Na avaliação de Maraína, mudanças estruturais e recursos de acessibilidade são importantes, mas não são suficientes quando não existe uma compreensão coletiva sobre o direito à inclusão e sobre o valor da diversidade.

Para Maraína Fernandes, a barreira atitudinal é um dos empecilhos na inclusão escolar. Foto: Bett Brasil.

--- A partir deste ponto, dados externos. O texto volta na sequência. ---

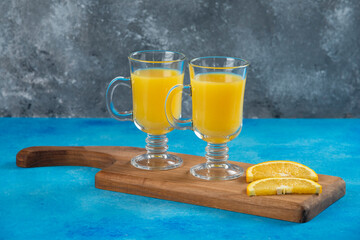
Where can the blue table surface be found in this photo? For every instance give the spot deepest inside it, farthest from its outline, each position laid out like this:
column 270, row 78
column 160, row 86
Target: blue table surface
column 63, row 203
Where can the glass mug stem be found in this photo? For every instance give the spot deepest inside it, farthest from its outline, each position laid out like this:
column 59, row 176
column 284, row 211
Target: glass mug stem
column 217, row 154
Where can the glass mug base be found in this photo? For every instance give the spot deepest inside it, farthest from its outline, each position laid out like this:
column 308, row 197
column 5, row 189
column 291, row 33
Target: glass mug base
column 213, row 171
column 156, row 161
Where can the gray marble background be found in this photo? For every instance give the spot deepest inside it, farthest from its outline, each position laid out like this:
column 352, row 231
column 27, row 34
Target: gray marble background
column 57, row 57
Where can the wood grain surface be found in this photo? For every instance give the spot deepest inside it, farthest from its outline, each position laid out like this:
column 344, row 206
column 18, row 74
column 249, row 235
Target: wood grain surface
column 179, row 185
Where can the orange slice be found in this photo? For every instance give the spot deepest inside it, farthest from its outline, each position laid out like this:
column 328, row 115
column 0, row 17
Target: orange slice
column 278, row 169
column 277, row 186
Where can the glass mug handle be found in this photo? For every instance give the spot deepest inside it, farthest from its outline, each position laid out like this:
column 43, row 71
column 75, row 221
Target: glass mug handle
column 119, row 115
column 177, row 123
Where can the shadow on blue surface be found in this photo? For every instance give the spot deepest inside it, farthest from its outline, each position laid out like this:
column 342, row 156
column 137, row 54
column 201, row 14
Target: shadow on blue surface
column 62, row 202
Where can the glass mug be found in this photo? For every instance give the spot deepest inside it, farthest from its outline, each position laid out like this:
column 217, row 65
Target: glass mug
column 153, row 74
column 217, row 86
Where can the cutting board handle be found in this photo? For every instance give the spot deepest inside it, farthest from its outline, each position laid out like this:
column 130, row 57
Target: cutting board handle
column 62, row 156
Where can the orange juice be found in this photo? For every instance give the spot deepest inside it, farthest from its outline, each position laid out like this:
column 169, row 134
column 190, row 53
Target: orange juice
column 150, row 87
column 217, row 100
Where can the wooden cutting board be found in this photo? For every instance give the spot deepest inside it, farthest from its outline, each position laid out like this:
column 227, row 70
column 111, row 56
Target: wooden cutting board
column 179, row 185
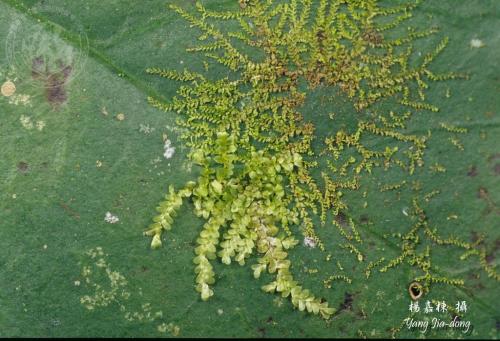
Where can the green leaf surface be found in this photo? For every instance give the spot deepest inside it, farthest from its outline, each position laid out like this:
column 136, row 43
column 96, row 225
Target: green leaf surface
column 74, row 149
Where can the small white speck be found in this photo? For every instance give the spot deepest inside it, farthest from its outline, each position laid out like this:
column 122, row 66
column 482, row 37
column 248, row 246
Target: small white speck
column 309, row 242
column 110, row 218
column 476, row 43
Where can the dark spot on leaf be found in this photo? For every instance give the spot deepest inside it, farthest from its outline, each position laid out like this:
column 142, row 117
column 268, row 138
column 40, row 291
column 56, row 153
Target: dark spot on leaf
column 472, row 171
column 482, row 193
column 54, row 80
column 496, row 169
column 22, row 167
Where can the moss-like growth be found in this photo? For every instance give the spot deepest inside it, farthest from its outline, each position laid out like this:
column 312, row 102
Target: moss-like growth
column 254, row 146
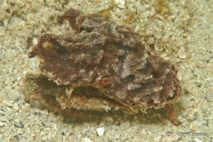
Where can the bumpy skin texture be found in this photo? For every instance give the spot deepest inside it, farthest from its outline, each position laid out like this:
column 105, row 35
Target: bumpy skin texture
column 109, row 58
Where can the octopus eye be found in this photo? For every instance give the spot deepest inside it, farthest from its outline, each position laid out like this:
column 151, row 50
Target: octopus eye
column 105, row 81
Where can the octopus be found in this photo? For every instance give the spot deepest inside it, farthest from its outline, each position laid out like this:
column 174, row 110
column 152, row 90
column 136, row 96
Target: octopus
column 100, row 66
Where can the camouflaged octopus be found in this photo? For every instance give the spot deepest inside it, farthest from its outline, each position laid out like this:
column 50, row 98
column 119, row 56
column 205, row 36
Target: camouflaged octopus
column 100, row 67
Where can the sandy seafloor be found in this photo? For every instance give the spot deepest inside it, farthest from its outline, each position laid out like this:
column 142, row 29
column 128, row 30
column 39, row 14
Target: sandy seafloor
column 178, row 30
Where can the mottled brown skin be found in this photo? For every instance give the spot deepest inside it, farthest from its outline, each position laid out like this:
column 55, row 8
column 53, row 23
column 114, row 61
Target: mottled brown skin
column 108, row 58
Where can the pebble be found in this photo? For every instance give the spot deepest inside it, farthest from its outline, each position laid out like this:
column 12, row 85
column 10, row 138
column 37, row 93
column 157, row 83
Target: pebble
column 100, row 131
column 87, row 139
column 120, row 3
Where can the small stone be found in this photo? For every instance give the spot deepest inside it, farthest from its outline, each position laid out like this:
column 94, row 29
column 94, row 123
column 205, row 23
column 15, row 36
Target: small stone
column 87, row 139
column 120, row 3
column 100, row 131
column 2, row 124
column 16, row 107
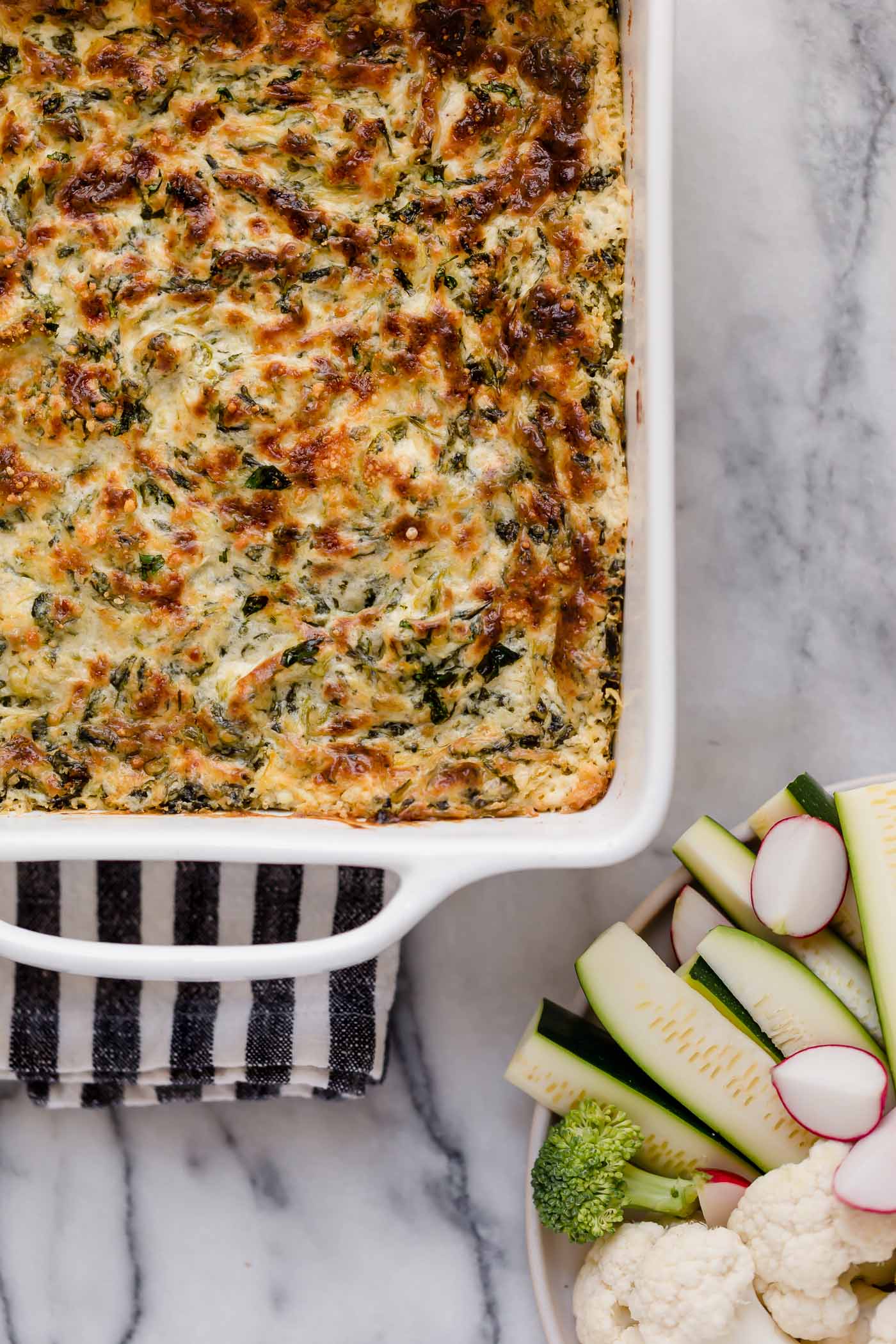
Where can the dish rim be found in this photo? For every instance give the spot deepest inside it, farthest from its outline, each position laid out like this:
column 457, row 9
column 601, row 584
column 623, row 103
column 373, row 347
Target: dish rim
column 430, row 858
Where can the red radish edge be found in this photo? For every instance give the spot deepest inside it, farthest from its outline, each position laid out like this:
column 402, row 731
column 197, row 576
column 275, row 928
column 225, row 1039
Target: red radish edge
column 717, row 1178
column 789, row 822
column 868, row 1151
column 821, row 1133
column 728, row 1188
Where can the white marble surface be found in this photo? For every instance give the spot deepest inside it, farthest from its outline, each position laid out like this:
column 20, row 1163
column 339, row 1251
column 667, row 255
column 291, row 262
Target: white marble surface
column 401, row 1219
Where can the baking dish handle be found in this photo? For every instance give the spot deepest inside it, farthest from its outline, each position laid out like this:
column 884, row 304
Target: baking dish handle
column 419, row 892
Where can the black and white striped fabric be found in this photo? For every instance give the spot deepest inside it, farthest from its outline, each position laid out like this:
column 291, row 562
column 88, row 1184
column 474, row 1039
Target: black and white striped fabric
column 78, row 1042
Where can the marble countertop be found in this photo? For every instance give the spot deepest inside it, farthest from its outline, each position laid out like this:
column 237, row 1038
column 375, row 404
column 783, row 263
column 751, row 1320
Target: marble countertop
column 399, row 1219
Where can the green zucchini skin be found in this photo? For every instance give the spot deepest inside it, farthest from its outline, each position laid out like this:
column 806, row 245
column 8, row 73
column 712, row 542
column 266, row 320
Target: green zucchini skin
column 688, row 1047
column 707, row 983
column 563, row 1058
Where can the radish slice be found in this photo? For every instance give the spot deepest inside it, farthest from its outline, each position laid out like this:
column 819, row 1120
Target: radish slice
column 837, row 1092
column 799, row 877
column 721, row 1195
column 867, row 1176
column 692, row 918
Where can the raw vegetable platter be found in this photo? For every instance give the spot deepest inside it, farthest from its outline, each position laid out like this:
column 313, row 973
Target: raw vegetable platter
column 832, row 947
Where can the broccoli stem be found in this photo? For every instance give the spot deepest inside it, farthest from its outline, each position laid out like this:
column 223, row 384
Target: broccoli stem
column 661, row 1194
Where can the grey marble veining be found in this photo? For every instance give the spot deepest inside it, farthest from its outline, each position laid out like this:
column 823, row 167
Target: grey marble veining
column 401, row 1219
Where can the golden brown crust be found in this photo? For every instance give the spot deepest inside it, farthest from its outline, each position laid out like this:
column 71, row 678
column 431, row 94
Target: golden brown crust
column 314, row 483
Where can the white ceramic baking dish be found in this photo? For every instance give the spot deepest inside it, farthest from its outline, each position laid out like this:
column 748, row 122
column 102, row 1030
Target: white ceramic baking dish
column 435, row 859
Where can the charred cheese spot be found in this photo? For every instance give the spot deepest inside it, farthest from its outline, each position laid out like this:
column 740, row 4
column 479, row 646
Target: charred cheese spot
column 312, row 477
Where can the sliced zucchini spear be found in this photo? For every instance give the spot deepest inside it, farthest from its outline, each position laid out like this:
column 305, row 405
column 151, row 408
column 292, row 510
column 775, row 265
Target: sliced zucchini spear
column 562, row 1058
column 688, row 1049
column 723, row 866
column 805, row 795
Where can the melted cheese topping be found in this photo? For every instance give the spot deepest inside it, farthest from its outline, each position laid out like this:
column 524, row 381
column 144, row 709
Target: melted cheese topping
column 312, row 405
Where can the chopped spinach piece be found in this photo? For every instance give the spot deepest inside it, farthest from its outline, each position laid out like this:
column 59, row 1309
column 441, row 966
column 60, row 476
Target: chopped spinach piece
column 496, row 660
column 268, row 479
column 150, row 565
column 304, row 652
column 151, row 492
column 508, row 90
column 440, row 711
column 42, row 612
column 403, row 281
column 595, row 179
column 508, row 530
column 120, row 675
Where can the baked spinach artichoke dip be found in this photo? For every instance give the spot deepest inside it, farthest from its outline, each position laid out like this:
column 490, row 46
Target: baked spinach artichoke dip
column 312, row 405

Escola também aprende com a diversidade
Para que a diversidade seja incorporada ao processo de aprendizagem, Maraína aponta uma mudança na própria relação entre escola e estudante. Em vez de esperar que o aluno se adapte a uma estrutura previamente estabelecida, a instituição deve identificar e eliminar as barreiras que dificultam sua participação e aprendizagem.
“A escola precisa compreender que a diversidade nos ensina. Então, eu aprendo com a diversidade e transformo a escola onde estou, tornando-a acessível e vencendo as barreiras para que o estudante aprenda”, explica.

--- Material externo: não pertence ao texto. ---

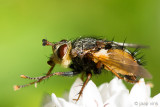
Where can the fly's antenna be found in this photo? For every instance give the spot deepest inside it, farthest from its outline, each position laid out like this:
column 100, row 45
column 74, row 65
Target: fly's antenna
column 46, row 43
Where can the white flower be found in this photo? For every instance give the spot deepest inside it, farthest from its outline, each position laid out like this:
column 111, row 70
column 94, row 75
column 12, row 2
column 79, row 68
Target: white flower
column 113, row 94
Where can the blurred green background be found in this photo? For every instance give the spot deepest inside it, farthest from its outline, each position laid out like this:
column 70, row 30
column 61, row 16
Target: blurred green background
column 24, row 23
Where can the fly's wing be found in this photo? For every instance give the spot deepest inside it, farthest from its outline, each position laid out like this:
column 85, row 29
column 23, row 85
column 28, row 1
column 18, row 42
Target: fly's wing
column 130, row 45
column 121, row 62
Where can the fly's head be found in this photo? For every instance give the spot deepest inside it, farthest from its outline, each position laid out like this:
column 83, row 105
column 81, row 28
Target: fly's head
column 61, row 52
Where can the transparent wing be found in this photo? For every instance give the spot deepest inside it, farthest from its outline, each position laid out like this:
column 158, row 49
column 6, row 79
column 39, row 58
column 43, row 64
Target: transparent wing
column 121, row 62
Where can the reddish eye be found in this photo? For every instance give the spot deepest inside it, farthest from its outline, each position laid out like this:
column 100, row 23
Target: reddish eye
column 62, row 51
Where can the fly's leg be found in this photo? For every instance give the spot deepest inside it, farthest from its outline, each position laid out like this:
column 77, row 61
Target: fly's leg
column 39, row 79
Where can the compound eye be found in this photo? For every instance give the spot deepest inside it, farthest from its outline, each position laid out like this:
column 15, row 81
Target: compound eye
column 62, row 51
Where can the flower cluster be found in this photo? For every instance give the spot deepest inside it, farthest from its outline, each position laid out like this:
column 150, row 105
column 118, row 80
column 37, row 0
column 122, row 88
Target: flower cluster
column 113, row 94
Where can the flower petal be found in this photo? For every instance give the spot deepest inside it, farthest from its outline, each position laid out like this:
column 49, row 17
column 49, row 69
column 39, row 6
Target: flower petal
column 108, row 90
column 120, row 99
column 140, row 92
column 91, row 96
column 60, row 102
column 75, row 89
column 55, row 101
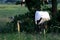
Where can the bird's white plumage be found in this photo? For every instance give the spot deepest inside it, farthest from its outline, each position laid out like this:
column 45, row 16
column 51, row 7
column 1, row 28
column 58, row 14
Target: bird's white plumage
column 42, row 14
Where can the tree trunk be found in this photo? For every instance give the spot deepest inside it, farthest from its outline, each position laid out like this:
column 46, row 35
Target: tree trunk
column 54, row 7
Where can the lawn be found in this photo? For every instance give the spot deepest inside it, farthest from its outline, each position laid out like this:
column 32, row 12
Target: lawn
column 27, row 36
column 7, row 11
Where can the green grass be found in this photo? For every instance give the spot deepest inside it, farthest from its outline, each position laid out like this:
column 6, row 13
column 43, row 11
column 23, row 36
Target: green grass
column 26, row 36
column 7, row 11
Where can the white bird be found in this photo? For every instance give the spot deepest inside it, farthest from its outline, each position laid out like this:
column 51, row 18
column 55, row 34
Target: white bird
column 42, row 14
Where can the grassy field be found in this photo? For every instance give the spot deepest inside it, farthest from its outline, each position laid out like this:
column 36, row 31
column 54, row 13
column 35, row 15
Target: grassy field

Essa perspectiva, segundo a diretora, desloca a responsabilidade de adaptação do estudante para a própria escola. “Não é o estudante que precisa se encaixar na escola. A partir do momento que a escola como um todo entende que a diversidade é uma maneira de aprender e de melhorar, aí, sim, estamos falando de inclusão”, conclui.
A construção de uma cultura escolar baseada em participação e equidade, portanto, envolve tanto a revisão de atitudes quanto a preparação dos profissionais e a organização de práticas pedagógicas capazes de acolher diferentes formas de aprender.
Este conteúdo tem como base a participação de Carla Mauch, coordenadora geral do Mais Diferenças – Educação e Cultura Inclusivas, e Maraína Fernandes, diretora da Diretoria de Educação Especial e Inclusão da Secretaria da Educação do Estado de São Paulo, na Jornada Bett Nordeste 2026.